IRVING, Texas — As the lights dim and actors take center stage, you can find theater art teacher Season Mhoon in the middle of her classroom, directing her students to bring out their best performances.  

This is one of Mhoon’s seven class periods at Travis Middle School at Irving ISD. She said she has anywhere between 16 to 32 students per class.  

Once the bell rings and the students leave for the day, Moon is left to process her busy school day by herself. Sometimes she has a little company with a friendly face like Jose Villasenor.  

“It’s amazing and a lot of work. So, I have an aide and three teachers,” Mhoon told Villasenor.  

Villasenor isn’t just some colleague to Moon; he’s been a confidant, friend, and certified counselor, providing the necessary help to teachers at Irving ISD during these trying times.  

“When they see that teachers are struggling and staff are struggling, they know who to call, and they get you guys in to help,” Mhoon said to Villasenor.  

Mhoon is no stranger to adversity. She says she was in the streets of New York City when the World Trade Center was hit on 9/11.  

“I do suffer from PTSD. I am a 9/11 survivor. I was on the grounds when the planes hit,” Mhoon said.  

Mhoon is also one of many teachers at Irving ISD who have felt the weight of the ongoing global pandemic.

“I would not have been able to make it,” she said. “I lost many people.”  

That’s where Villasenor and Irving ISD’s Employee Wellness Services have come into play.
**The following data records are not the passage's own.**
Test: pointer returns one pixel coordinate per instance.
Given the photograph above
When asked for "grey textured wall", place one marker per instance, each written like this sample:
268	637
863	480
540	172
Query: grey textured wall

Villasenor has a passion for uplifting school employees and teachers and has been leading the charge of E.W.S. since its inception in 2019.  

Even before COVID-19 struck, Villasenor and other administrators saw the need to provide mental health resources to employees like Mhoon.  

“We have amazing teachers, we have amazing employees here, and we want to be able to provide a foundation that will help them remain here,” Villasenor said. The topic of retaining teachers and other school employees is one that is at the topic of school district’s minds across the country.  

Villasenor said that EWS has grown in its staff size, hiring more certified counselors to meet the demand. They’re offering district-wide employees the option of monthly wellness classes, newsletters, or to take advantage of one-on-one sessions like Mhoon. 

At this moment, Mhoon is participating in bi-weekly counseling sessions.  

Before taking up the theater arts teaching job at Travis Middle School, Mhoon was a professional actress in New York City. She moved to North Texas with her husband and joined the school district three years ago. She says the pandemic, loss of friends, and distance from other relatives and loved ones has been tough.  

“I’ve been so supported, so supported, and I thank you. Thank you, Jose. Love you to the moon and back, haha,” Mhoon expressed to Villasenor while they caught up in her classroom.  

Villasenor says Irving ISD will continue to invest in EWS to ensure teachers and other employees are able to work with some more peace of mind.